Recipe type: Breakfast
Cuisine: American
Serves: 12 muffins
  • 1 cup all-purpose flour (I use Bob's Red Mill)
  • 1 cup whole wheat pastry flour (or white whole wheat flour)
  • ¼ cup almond flour
  • 1 tsp baking powder
  • ½ tsp baking soda
  • 1 tsp cinnamon
  • ¼ tsp salt
  • ¼ cup canola or other oil (if using coconut, use melted)
  • ½ cup light or dark brown sugar
  • 2 eggs
  • 1 cup plain whole milk yogurt (not Greek)

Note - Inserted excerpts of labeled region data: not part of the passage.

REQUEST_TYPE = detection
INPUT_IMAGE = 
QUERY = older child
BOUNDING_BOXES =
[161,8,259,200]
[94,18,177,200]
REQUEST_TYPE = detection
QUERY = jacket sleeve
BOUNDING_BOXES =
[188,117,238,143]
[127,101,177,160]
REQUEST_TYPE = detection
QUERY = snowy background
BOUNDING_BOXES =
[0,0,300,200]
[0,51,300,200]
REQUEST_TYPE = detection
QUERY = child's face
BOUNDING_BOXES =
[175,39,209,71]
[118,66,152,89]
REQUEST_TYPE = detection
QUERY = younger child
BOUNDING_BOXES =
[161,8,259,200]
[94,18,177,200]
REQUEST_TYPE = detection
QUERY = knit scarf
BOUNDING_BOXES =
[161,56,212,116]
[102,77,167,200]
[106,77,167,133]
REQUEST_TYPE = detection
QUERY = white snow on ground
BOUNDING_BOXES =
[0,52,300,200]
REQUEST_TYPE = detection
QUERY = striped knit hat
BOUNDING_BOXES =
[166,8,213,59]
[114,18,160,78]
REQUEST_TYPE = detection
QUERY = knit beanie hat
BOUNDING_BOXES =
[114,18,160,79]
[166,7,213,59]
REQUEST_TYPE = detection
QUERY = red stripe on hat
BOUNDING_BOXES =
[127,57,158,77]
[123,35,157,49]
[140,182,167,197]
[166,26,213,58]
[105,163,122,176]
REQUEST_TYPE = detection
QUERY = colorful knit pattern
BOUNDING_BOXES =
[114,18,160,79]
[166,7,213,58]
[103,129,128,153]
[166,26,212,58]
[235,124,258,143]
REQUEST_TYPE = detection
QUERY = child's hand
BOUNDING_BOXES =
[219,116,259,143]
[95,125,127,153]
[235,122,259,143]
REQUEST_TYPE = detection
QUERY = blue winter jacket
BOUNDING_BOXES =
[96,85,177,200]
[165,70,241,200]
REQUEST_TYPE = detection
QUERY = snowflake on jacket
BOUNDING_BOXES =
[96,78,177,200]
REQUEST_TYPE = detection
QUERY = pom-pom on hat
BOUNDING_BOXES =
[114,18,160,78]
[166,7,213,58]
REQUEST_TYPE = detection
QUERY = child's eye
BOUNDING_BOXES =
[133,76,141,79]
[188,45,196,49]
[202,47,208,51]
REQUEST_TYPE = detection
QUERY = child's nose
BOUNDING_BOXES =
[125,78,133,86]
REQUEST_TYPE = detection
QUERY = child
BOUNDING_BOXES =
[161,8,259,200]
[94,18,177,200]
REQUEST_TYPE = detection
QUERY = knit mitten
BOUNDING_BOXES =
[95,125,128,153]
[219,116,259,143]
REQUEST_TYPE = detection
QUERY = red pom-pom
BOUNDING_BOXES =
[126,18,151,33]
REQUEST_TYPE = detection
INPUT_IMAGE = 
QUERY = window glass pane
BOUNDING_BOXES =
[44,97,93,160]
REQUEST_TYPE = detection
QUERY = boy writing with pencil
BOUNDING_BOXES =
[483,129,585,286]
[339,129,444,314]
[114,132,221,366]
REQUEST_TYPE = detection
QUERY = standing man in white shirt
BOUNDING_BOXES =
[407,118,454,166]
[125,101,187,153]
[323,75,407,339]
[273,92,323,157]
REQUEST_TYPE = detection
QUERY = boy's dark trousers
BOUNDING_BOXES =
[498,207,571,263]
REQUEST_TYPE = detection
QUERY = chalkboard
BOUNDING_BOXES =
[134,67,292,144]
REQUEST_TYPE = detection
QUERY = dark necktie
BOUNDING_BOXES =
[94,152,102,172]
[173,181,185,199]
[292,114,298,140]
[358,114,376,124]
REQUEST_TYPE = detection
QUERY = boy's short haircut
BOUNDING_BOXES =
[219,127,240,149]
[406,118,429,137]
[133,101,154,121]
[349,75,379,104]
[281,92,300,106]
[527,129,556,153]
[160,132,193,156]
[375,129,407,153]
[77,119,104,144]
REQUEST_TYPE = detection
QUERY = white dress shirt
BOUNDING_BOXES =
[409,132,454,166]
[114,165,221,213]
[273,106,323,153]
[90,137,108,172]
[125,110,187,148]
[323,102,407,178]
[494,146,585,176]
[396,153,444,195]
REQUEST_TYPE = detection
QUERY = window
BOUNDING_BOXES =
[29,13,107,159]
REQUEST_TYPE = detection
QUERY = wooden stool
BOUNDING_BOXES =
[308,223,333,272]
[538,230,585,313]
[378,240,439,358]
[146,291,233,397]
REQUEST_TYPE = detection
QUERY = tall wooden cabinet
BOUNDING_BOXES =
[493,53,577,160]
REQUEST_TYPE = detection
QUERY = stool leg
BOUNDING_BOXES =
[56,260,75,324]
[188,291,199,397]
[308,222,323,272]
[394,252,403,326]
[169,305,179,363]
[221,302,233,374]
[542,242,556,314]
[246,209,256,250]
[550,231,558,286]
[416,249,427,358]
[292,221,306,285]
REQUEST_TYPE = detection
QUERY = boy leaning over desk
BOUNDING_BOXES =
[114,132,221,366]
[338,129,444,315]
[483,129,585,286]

  • 2 cups finely chopped apples (1½ cups go in the batter, remaining ½ cup goes in the topping)
  • For the topping:
  • 2 Tbsp almond flour
  • 1 Tbsp flour (all-purpose or whole wheat)
  • 2 Tbsp brown sugar
  • ½ tsp cinnamon
  • 1 Tbsp butter
  • Remaining ½ cup chopped apples
  1. Preheat oven to 400 degrees and line a muffin pan with paper liners. Spray the liners lightly with oil or cooking spray.
  2. In a medium bowl, gently combine flours, baking powder, baking soda, salt and cinnamon.
  3. In another large mixing bowl, whisk together the oil, sugar, eggs, yogurt.
  4. Stir the wet ingredients into the dry, half at a time, then fold 1½ cups of the chopped apples into the muffin batter, being careful not to over-mix.
  5. Using a scoop or ⅓ cup, fill each muffin cup ¾ way up with batter.
  6. Put the topping ingredients in a separate small bowl and use a fork to make a coarse crumb mixture. Sprinkle the topping evenly over the muffins, then place in the oven and bake for 18-20 minutes or until a toothpick comes out clean.
  7. Let muffins cool for 5 minutes in the pan then 15 minutes on a cooling rack.